Photo: American Theatre
A scene from “Mentiras Piadosas,” by the troupe Los ImproDucktivos. That’s the audience watching from behind the Venetian blinds.
Theater people keep thinking up new ways to create work that moves you in an immediate and intimate way and that attracts new audiences. We’ve written about theater in taxis in Iran and dramatic productions conducted one-on-one, among other experiments.
Now from Spain comes micro theater, 10-minute plays that allow you to stand in the same room with the actors.
Felicity Hughes writes at American Theatre, “On a rainy Thursday night in Madrid the bar of Micro Teatro Por Dinero is packed with a young crowd of theatregoers waiting to catch a short performance in one of the five tiny rooms in the venue’s basement. When our number is called, we’re led into a small dark room where the audience sits pressed up against each other sardine fashion on tiny stools.
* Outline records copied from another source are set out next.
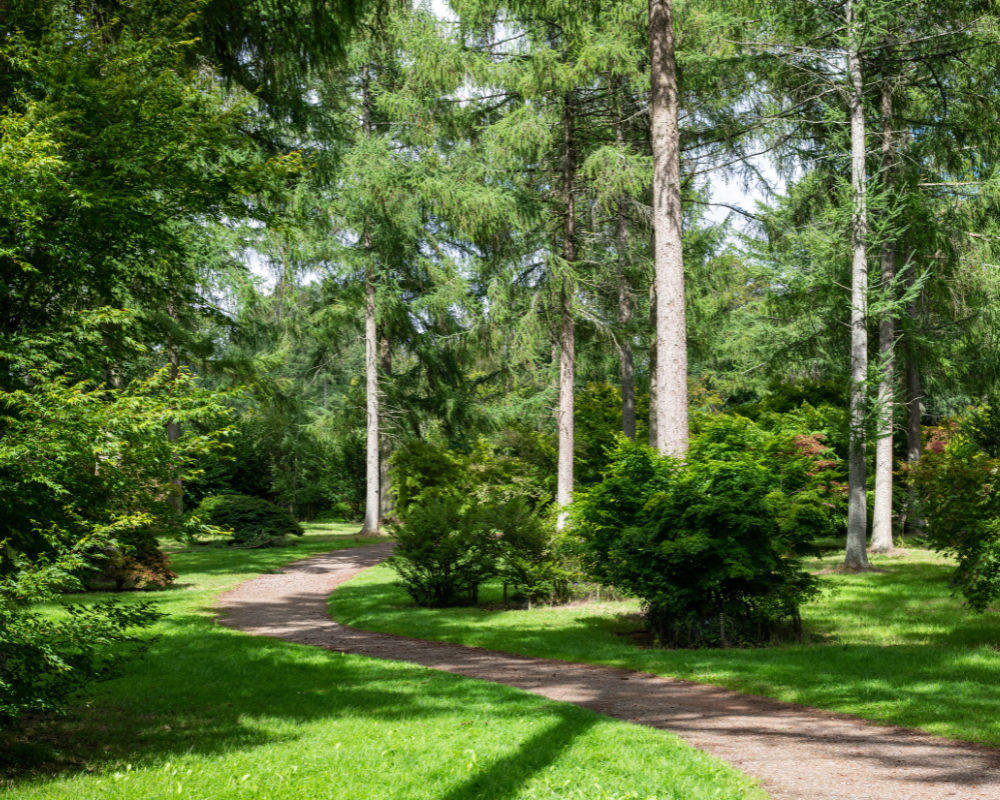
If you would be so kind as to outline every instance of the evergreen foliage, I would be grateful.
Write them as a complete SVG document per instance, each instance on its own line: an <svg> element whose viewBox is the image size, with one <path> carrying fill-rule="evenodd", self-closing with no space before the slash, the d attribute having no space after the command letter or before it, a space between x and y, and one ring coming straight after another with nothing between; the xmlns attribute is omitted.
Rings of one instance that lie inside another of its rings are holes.
<svg viewBox="0 0 1000 800"><path fill-rule="evenodd" d="M664 644L764 644L798 630L819 589L801 558L833 531L825 455L740 417L706 421L683 462L621 441L577 504L587 571L639 597Z"/></svg>
<svg viewBox="0 0 1000 800"><path fill-rule="evenodd" d="M286 509L245 494L206 497L197 514L209 525L231 531L237 545L279 546L286 536L301 536L305 532Z"/></svg>

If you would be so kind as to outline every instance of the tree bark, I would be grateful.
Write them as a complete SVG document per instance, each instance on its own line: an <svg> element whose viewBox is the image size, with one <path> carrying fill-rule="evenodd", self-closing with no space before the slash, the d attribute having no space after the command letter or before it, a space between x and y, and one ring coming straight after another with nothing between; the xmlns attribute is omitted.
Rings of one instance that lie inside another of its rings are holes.
<svg viewBox="0 0 1000 800"><path fill-rule="evenodd" d="M855 0L847 0L847 68L851 116L851 431L848 456L847 547L844 567L868 569L868 503L865 463L866 378L868 373L868 207L865 195L865 110L859 28Z"/></svg>
<svg viewBox="0 0 1000 800"><path fill-rule="evenodd" d="M573 320L573 277L568 274L576 261L576 206L573 184L576 178L574 150L574 119L572 98L567 95L563 105L563 192L566 209L563 218L563 260L566 262L560 288L559 325L559 466L556 504L566 508L573 499L573 444L576 331ZM566 513L560 511L557 527L566 525Z"/></svg>
<svg viewBox="0 0 1000 800"><path fill-rule="evenodd" d="M656 448L688 448L687 326L673 0L649 0L653 230L656 265Z"/></svg>
<svg viewBox="0 0 1000 800"><path fill-rule="evenodd" d="M892 137L892 87L882 84L882 183L891 188L894 168ZM882 243L882 287L887 300L892 297L892 282L896 277L896 243ZM879 321L878 349L881 374L878 385L878 430L875 442L875 508L872 512L873 553L891 553L892 544L892 445L895 387L895 357L893 353L895 319L887 309Z"/></svg>
<svg viewBox="0 0 1000 800"><path fill-rule="evenodd" d="M361 68L362 135L371 136L371 94L368 91L368 67ZM375 324L375 275L372 263L372 237L365 221L362 234L365 250L365 396L367 399L367 436L365 442L365 521L361 533L379 532L379 397L378 397L378 329Z"/></svg>
<svg viewBox="0 0 1000 800"><path fill-rule="evenodd" d="M621 109L615 125L618 146L624 147ZM628 198L618 198L618 323L622 327L622 432L635 441L635 359L628 325L632 321L632 287L628 282Z"/></svg>
<svg viewBox="0 0 1000 800"><path fill-rule="evenodd" d="M382 325L381 336L379 337L380 361L382 375L385 378L392 376L392 347L389 344L389 337L386 334L385 325ZM392 496L392 471L389 469L389 456L392 455L392 439L385 432L385 426L379 421L379 528L384 520L391 520L396 509Z"/></svg>
<svg viewBox="0 0 1000 800"><path fill-rule="evenodd" d="M649 446L656 447L657 438L657 403L656 391L656 283L649 289L649 327L653 330L653 340L649 343Z"/></svg>
<svg viewBox="0 0 1000 800"><path fill-rule="evenodd" d="M173 313L171 313L173 316ZM175 382L177 377L180 375L181 371L181 358L180 353L177 352L176 347L170 348L170 380ZM167 423L167 441L176 442L181 438L181 423L178 420L171 420ZM177 516L184 513L184 481L179 477L171 478L170 482L174 485L174 492L167 498L167 502L170 507L177 512Z"/></svg>

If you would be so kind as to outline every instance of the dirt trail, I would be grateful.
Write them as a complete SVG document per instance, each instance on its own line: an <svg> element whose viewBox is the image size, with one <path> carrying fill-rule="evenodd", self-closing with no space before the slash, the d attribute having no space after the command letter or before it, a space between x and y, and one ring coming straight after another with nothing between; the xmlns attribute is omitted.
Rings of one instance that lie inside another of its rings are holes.
<svg viewBox="0 0 1000 800"><path fill-rule="evenodd" d="M247 581L220 622L260 636L495 681L663 728L759 779L777 800L1000 800L1000 751L646 673L341 625L327 597L391 544L335 550Z"/></svg>

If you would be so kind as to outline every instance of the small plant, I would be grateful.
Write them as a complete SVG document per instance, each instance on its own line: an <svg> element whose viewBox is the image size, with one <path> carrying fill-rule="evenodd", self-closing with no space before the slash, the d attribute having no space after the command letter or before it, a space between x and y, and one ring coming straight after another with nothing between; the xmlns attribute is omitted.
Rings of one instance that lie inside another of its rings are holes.
<svg viewBox="0 0 1000 800"><path fill-rule="evenodd" d="M927 543L958 561L952 587L973 610L985 611L1000 600L1000 460L977 444L965 437L935 438L932 432L920 462L908 473Z"/></svg>
<svg viewBox="0 0 1000 800"><path fill-rule="evenodd" d="M484 515L442 494L410 504L396 527L389 565L422 606L474 605L479 586L497 574L501 535Z"/></svg>
<svg viewBox="0 0 1000 800"><path fill-rule="evenodd" d="M233 544L273 547L286 543L287 536L301 536L302 526L287 510L245 494L206 497L197 515L205 523L233 532Z"/></svg>

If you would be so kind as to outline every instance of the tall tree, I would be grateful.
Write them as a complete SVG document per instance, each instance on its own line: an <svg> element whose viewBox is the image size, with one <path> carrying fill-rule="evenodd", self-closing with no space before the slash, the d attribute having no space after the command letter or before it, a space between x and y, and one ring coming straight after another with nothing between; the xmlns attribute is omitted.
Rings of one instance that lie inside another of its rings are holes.
<svg viewBox="0 0 1000 800"><path fill-rule="evenodd" d="M680 129L673 0L650 0L650 127L656 270L656 447L688 447L687 325L684 297Z"/></svg>

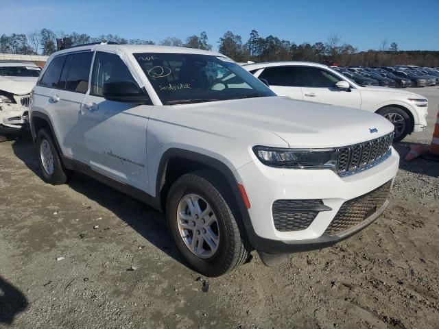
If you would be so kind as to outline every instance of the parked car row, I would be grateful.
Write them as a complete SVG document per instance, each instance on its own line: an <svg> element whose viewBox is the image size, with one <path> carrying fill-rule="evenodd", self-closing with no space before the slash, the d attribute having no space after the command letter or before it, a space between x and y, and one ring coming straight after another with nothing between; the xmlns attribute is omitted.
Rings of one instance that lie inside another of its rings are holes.
<svg viewBox="0 0 439 329"><path fill-rule="evenodd" d="M406 88L439 85L439 68L437 67L404 65L379 67L334 67L333 69L361 86Z"/></svg>
<svg viewBox="0 0 439 329"><path fill-rule="evenodd" d="M427 127L427 99L413 93L377 87L378 81L366 76L375 76L373 71L333 70L326 65L307 62L254 63L243 67L278 95L381 114L395 126L395 141ZM381 85L393 86L396 81L403 83L403 79L382 77Z"/></svg>

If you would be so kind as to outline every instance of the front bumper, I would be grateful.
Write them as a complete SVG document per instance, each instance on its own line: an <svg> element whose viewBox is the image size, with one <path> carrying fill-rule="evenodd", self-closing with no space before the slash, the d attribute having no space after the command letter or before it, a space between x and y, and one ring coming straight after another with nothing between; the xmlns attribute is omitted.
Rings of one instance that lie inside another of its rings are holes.
<svg viewBox="0 0 439 329"><path fill-rule="evenodd" d="M252 245L263 253L289 253L327 247L354 234L378 217L388 201L341 235L329 236L325 231L346 202L392 181L399 164L399 156L392 149L392 155L376 167L344 178L329 169L282 169L268 167L259 161L246 164L235 173L244 184L250 202L248 213L254 231L249 234ZM318 212L305 230L279 231L272 215L273 203L279 199L321 199L330 210Z"/></svg>
<svg viewBox="0 0 439 329"><path fill-rule="evenodd" d="M425 107L412 106L418 117L415 119L414 125L412 132L423 132L427 129L427 115L428 114L428 105Z"/></svg>
<svg viewBox="0 0 439 329"><path fill-rule="evenodd" d="M0 133L16 133L28 127L29 108L18 104L0 105Z"/></svg>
A door is flung open, immediately breaking the fourth wall as a distressed young man stumbles in and sits down on my knee in floods of tears.
“ ‘Never before has there been a theatre so close, so intimate, and so open — there are no preconceptions, no limits, no censure,’ says Miguel Alcantud, the inventor of micro teatro, an abbreviated form of theatre. …
“The concept has since become so popular that the Micro Teatro Por Dinero franchise has been sold to venues in 15 different cities around the globe, including Buenos Aires, Mexico City, Lima, Lebanon, even Miami. …
“ ‘The cost of putting on a show is very small, and we change the program every month,’ Alcantud continues. ‘We don’t mind if the piece works or doesn’t work, because we’re always putting something new on. The commercial success of a single show doesn’t matter so much.’ …
“ ‘You feel as if you’re breathing alongside the public and they’re breathing with you,’ says [Juan Carlos Pabón, a Venezuelan actor]. ‘We’re dealing with a lot of emotion inside a scene and a lot of attention. There’s not as much artifice, so it’s a tough discipline; the public are really concentrating on you, and notice the good along with the not so good.’ ” More here.
The director in Miami says audiences seem to prefer comedies to dramas. I can see why. If you are going to be that up close and personal with strangers, you probably want keep things light.